Now I rewrote the RPC sink for pgwatch to be a gRPC client, and all sinks in pgwatch_rpc_server got migrated to gRPC, and finally, I re-added TLS support on top of gRPC and used interceptors to add Basic Auth support.
Pull Requests
- migrate pgwatch rpc sink to grpc
- add optional TLS support to grpc sink
- add basic auth support to grpc sink
- add docs for grpc sink
- update
SyncMetricHandlerto use grpc - implement grpc listener
- migrate file sinks to grpc
- migrate db sinks to grpc
- migrate kafka and llama sinks to grpc
- Add server TLS support over gRPC
- Add Auth interceptor
- refactor sinks package
- remove
*pb.gofiles from git - mention optional TLS and auth envs in README
These features should be available soon under the pgwatch v4 release.
Example Usage
# pgwatch rpc server
export PGWATCH_RPC_SERVER_USERNAME="user"
export PGWATCH_RPC_SERVER_PASSWORD="pwd"
export PGWATCH_RPC_SERVER_CERT="/path/to/server.crt"
export PGWATCH_RPC_SERVER_KEY="/path/to/server.key"
go run ./cmd/[receiver] [flags]
# pgwatch v4
go run ./cmd/pgwatch [flags] --sink=grpc://user:pwd@[host:ip]?sslrootca=ca.crt
At the same time, new issues irrelevant to my pgwatch RPC work got opened, and my experience with reading the codebase and fixing issues in it made me able to reproduce and fix some of them :).
Pull Requests
Also, I started reading pgwatch docs, and figured out some issues and submitted updated suggestions for them That got accepted and merged.
Pull Requests
- remove hard-coded metric defs from docs
- misc minor updates to docs
- add note in sizing docs about metrics returning thousands of rows
- update docs for metrics yaml folder configs
Then it was time to start working on improving developer experience for building custom sinks, I researched and tested a lot of ideas for this, and finally found out that the simplest and most effective approach is to provide a mini sinks development tutorial that explains the different functions from the pgwatch gRPC API, their parameters, return values, and how users can make use of the predefined server logic to easily develop their own custom sinks.
Pull Requests
Now with pgwatch RPC client & servers optimized and migrated to gRPC, support for authentication and TLS encryption, and docs for developing custom RPC sinks were added; the remaining milestone was to provide additional sink implementations.

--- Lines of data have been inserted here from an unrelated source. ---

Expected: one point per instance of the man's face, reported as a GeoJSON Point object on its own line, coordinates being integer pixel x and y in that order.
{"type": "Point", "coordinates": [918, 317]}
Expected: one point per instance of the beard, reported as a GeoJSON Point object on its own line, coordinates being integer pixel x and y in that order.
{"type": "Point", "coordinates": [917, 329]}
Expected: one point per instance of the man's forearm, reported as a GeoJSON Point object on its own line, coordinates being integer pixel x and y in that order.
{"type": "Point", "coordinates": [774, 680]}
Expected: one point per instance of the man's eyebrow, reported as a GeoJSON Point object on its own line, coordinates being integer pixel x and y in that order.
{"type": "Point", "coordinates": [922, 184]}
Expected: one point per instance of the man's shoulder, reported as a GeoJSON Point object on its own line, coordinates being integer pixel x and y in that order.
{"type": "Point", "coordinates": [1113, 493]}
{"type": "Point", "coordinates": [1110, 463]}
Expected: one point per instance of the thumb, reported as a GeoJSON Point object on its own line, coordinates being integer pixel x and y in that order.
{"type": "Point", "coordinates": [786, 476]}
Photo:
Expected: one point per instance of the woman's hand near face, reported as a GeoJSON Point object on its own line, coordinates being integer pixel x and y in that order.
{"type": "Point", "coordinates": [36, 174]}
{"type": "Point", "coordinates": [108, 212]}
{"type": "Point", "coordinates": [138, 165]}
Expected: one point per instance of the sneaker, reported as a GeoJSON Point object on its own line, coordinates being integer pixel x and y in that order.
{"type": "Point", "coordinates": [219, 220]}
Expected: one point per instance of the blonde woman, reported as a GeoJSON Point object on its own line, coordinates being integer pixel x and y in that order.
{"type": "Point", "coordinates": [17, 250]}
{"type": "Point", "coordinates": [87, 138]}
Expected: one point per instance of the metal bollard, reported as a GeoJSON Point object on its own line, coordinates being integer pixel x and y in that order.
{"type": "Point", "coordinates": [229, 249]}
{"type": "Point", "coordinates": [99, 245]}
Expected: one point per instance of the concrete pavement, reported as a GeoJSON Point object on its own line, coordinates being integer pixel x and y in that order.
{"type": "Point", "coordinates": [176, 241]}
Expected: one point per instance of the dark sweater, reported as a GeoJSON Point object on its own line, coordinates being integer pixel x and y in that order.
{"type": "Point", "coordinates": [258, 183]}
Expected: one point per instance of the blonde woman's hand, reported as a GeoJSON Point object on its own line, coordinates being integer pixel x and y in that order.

I discussed the various available options with my mentors, and they wanted new sinks for a Full-text search engine and Apache Iceberg.
Also, I proposed adding a GCP pub/sub sink that publishes data to Google Cloud, then users can register subscribers (subs) to pull data from it, and hence be able to easily route the data to different data storage and analytics solutions, and its addition got approved.
Pull Requests
While working on the final apache iceberg sink, I faced a lot of difficulties due to the iceberg-go package being not mature enough, with relatively poor documentation (at that time), I discussed this with the mentors, and we saw this a good opportunity to show the extensibility of gRPC by developing the sink in another language that has a more powerful iceberg library, e.g., Python or Java.
Pull Requests
Usage Example
# ElasticSearch Sink
export ELASTIC_PASSWORD="es_password"
go run ./cmd/elasticsearch_receiver -port 1234 -addrs=<comma-sep-list-of-es-addrs> -user=<es-username> -ca-file=<es-ca-fle>
# Google Cloud pub/sub sink
go run ./cmd/gcp_pubsub_receiver --port 1235 --project-id <gcp-project-id>
# Apache Iceberg sink
export PYICEBERG_HOME="cmd/pyiceberg_receiver"
python3 cmd/pyiceberg_receiver -p 1236 -d <dir-path>
# pgwatch v4
go run ./cmd/pgwatch [FLAGS] --sink=grpc://localhost:1234 --sink=grpc://localhost:1235 --sink=grpc://localhost:1236
End of Journey
This wraps up my GSoC journey at PostgreSQL, contributing to the pgwatch project.
It’s been a wonderful experience that has hugely improved me both personally and technically, and filled me with love for the community and interest in contributing to PostgreSQL projects.
Also, huge shout-out to my very supportive, responsive, and highly talented mentors Pavlo Golub and Akshat Jaimini for their help and guidance.